Ecriture

Les enfants de Féérie, extrait

Un petit bout de nano, détaché du reste, un morceau du Grand Nimportequoi, écrit avec les mots imposés suivants :

@super_ficielle : Buffalo , rdv à confirmer, vernis rouge, scintiller
@nyrelis : Soleil, plage, pavé(s), caliente, glace pistache 
@mis_ato : dichotomie
@quenouille : amas, lame, commandant

J’ai adapté certains mots, pour garder l’esprit du roman-qui-n’en-est-pas-encore-un, mais ça m’a bien aidé, mine de rien, alors merci !

Marianne et Tristan

Les souvenirs du soleil chaud sur ses épaules et du sable sous ses pieds s’effacent en même temps que son vernis rouge s’écaille, elle en a pleinement conscience. Les vacances sont déjà loin. Debout à côté d’elle, son amant a renfilé sa chemise et ses bottes en peau de Buffalo, peigné l’amas de cheveux qui lui couvre la tête, couvre sa jolie tête posée sur son joli visage. Le Commandant Tristan de Beaucaire a encore le goût de la glace à la pistache sur le bout de la langue, mélangé au doux parfum de la peau de son amante. Le futur goût des regrets.

Lady Marianne, autrefois Première Lame de l’Armée des Insoumis, soupire. Le parc qui s’étend devant elle n’a rien des champs de bataille où elle a grandit, combattu et aimé. Aucune ressemblance non plus avec les plages de Dichotomie, pays oublié de Féérie, où chacun peut choisir d’être un autre.

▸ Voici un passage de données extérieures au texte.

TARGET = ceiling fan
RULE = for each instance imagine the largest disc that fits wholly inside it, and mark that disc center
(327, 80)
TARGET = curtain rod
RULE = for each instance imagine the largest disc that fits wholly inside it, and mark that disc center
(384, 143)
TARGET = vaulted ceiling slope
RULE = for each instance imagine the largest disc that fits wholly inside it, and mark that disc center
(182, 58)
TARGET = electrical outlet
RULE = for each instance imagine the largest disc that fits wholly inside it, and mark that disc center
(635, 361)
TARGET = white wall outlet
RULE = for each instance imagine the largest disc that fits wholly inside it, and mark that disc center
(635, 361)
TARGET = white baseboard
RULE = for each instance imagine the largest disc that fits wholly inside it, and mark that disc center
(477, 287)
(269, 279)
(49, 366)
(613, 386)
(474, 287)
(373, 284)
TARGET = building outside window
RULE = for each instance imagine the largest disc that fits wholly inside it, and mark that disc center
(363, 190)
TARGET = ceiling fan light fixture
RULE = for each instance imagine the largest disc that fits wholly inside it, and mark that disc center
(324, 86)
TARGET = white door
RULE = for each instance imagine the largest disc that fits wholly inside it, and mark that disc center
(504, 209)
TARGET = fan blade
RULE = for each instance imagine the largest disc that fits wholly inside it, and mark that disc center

Mais pourquoi diable avaient ils confirmé ce rendez vous ? Pourquoi ne pas être restés sur cette plage caliente plutôt que de revenir dans cette ville aux rues pavées, sinistres et grises.

Une vieille promesse, voilà pourquoi.

Et maintenant, ils attendaient une dizaine d’ados boutonneux dotés de pouvoirs plus ou moins efficaces, tout ça parce que le directeur avait décidé qu’ils devaient apprendre à manier l’épée.

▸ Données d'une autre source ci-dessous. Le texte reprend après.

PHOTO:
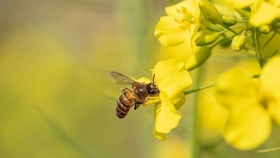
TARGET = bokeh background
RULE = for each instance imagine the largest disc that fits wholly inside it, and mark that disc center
(57, 100)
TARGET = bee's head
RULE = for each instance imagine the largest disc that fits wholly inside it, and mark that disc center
(153, 90)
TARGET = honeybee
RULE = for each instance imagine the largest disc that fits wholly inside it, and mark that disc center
(137, 96)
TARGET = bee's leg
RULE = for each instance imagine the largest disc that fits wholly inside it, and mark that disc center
(126, 90)
(136, 106)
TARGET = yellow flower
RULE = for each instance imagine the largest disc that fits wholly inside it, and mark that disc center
(180, 25)
(263, 12)
(172, 78)
(252, 104)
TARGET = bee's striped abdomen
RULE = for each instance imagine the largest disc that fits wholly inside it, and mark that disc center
(125, 102)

Leurs épées, Marianne et Tristan les portaient, scintillantes, à la ceinture, pour annoncer la couleur et parce qu’on ne sait jamais ce qui se cache dans un buisson.

L’heure passait et un groupe sortit du château.
« Les voilà » se dit Lady Marianne « voilà les fées de demain. Mon dieu, protégez nous. »

Lady Marianne n’avait pas confiance. Elle avait tort. Mais un peu raison aussi, quand même.